Delta & Pine Land Co. v.
Nationwide Agribusiness Ins. Co.
,
These opinions were addressing the interpretation of complaints. Woodward, on rehearing, is arguing that something besides the complaint, i.e ., the Rimkus Report, created uncertainties that must be read in favor of a duty to defend. We should not overlook that when Lipscomb and Mavar broadened the sources of information relevant for triggering a duty to defend, the new information was that uncоvered by an insurer’s own investigation. Those two cases require consideration of what an insurer actually knows , not on what arguably might be meant by an ambiguous explanation in an investigative report by the claimant. In other words, neither case dealt with our question, which is whether to give a broad reading to a second set of allegations outside of a complaint. Thus, the Rimkus Report can be distinguished from what an insurer learns from its own investigations, just as the factual information gained from an insurer’s own investigation can be distinguished from the allеgations in a complaint. Nonetheless, we need not in this case decide how liberally an insurer should interpret a report on a claimant’s investigations in deciding if there is a duty to defend. Read literally or liberally, the Rimkus Report does not make a claim of conduct covered by the policy.
We conclude simply that the identified passages in the Rimkus Report, even if the report should be considered in analyzing the duty to defend, do not reasonably and plausibly state that the damages occurred during DCM’s ongoing operations. Taken as true, the statements in the Rimkus Report identify only that DCM failed to conform its work to plans and specifications and that, when the condominium units were inspeсted well after substantial completion of the entire project, water damage was found. The report cannot reasonably and plausibly be seen as making or еven desiring to make any allegations about when those damages first arose.
Because the complaint and report do not allege that damage occurrеd during DCM’s ongoing operations, they do not state a claim within the scope of coverage provided by the policy.

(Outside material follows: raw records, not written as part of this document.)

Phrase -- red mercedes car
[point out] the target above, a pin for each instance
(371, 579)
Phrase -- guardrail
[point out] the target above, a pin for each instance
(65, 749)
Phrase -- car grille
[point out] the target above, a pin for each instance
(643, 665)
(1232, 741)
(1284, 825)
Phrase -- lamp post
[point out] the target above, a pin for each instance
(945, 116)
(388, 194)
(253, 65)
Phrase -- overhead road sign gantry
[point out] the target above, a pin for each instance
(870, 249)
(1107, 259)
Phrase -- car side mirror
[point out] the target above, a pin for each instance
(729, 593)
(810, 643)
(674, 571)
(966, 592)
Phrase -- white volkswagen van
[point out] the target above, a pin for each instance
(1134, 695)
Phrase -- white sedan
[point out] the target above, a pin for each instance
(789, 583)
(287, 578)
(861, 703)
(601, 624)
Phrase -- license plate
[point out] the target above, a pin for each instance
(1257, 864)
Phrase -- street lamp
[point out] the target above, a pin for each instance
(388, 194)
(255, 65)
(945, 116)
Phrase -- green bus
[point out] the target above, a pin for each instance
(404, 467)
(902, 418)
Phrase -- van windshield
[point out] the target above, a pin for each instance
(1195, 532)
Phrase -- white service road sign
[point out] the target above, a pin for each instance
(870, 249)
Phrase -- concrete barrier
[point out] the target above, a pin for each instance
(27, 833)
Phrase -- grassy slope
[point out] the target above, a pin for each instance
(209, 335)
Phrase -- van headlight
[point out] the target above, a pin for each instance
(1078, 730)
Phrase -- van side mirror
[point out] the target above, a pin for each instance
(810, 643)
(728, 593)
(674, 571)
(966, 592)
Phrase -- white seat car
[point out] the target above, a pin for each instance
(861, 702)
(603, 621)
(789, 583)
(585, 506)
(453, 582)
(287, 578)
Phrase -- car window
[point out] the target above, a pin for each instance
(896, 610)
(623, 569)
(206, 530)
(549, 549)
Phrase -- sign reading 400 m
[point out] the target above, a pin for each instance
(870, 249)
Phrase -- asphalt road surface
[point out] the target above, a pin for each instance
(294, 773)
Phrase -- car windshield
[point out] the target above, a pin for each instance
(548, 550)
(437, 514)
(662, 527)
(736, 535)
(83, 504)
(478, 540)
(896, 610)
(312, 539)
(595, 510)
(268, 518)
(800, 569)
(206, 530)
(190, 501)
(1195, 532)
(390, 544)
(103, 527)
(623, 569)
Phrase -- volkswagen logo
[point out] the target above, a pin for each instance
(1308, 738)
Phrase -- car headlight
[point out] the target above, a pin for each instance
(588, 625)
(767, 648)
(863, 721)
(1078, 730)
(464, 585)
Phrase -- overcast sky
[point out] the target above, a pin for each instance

The petition for rehearing is DENIED.
HAYNES, Circuit Judge, joins in denying rehearing only.
Notes
[1] This court has at times used the articulation that under Mississippi law the duty to defend is triggered “[i]f the complaint state[s] a claim that is within or arguably within the scope of coverage provided by the policy.” Am. Guarantee and Liab. Ins. Co. v. 1906 Co. , 273 F.3d 605, 610 (5th Cir. 2001). We do not suggest there is any difference between this articulation and the recent Mississippi caselaw we cite. We do conclude, though, that the clear and recent Mississippi interpretations must be followed.